Time changes everything, they say, and happily that is the case in the sphere of country music where the pace of change has quickened significantly.
More luxurious venues, infinitely better recording studios, a vastly superior road network and superb band equipment all serve to make life that little bit easier.
Talented producers add professional touch to recordings
In years gone by, country acts, in particular, encountered difficulty in finding recording studios in which to lay down tracks for singles and albums. It did not appear fashionable to be delving into the country music market in order to gain prominence.
But all that changed when more recording studios became available in which artists were made welcome when they came to unleash their talents.
People like Gerard Dornan, William Mawhinney, Stephen Smyth and others are making their professional expertise available to singers and musicians and this has led to a virtual avalanche of albums in more recent years.
And I must say that, furnished as I am on an ongoing basis with much of this material for playing on my Radio Ulster show, I never cease to be surprised at the quality of the recordings.
While Nashville is regarded as the home of country music, we here in Ulster are certainly doing our bit to claim a slice of fame.
In my view, the quality and content of recordings in the province stand up against anything released in Nashville.
Right now, people like Boxcar Brian are bringing out new albums and I predict that, in the build-up to Christmas, there will be a flood of new releases.
The popular Boxcar recently celebrated his 60th birthday on the same day that Gerard Dornan’s son Ryan marked his ninth birthday.
Not only is the quiet and unassuming Gerard a recording authority, but he is also part of the hugely successful Country Harmony group, which has been part of the provincial music scene for the past two decades.
So, it’s no surprise to learn then that his son Ryan can play the piano and sing a song into the bargain.
Foster and Allen are living legends
Foster and Allen and Daniel O'Donnell are among the guests who will be joining me for a special Country Legends broadcast later in the year.
They may have been part of the fabric of the Irish entertainment scene for many years now, but Foster and Allen are still showing the same enthusiasm and commitment that they did when they were starting out.

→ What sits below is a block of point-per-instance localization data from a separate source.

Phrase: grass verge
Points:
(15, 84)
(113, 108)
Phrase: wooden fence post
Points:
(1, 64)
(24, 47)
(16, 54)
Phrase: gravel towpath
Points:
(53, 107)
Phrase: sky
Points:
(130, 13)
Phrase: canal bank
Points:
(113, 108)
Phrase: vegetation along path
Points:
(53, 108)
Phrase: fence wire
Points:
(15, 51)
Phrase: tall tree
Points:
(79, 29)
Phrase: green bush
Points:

They have just released a new album, and they will be touring later in the year.
Tony Allen's wife, Triona, hails from Lurgan, and every year they join me in performing for patients at the Royal Victoria Hospital.
Triona, of course, is a very accomplished singer, and she gained considerable status when she was performing with her own band.

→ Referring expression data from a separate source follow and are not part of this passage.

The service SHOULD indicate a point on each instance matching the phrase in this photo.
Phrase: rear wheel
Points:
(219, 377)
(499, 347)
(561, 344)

Having known Foster and Allen for some considerable time, I never fail to be impressed by their attitude to the business.

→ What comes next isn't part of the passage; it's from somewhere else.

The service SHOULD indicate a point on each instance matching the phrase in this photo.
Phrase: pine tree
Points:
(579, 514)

They remain the most modest and unassuming duo you could ever wish to meet, both on and off the stage.
I have performed with them on numerous occasions, and found them a joy to work with.
You always get the impression that, even if no one turned up at a show, they would still enjoy playing and singing.
They have achieved considerable success in the US and Australia, where they have toured extensively, yet they remain firm favourites here in Ireland, where their distinctive music never seems to lose its appeal.
They even brought out a special song a couple of years ago to mark their 40 years spent in partnership, and you certainly get the sense that they will never tire of sharing the stage with each other.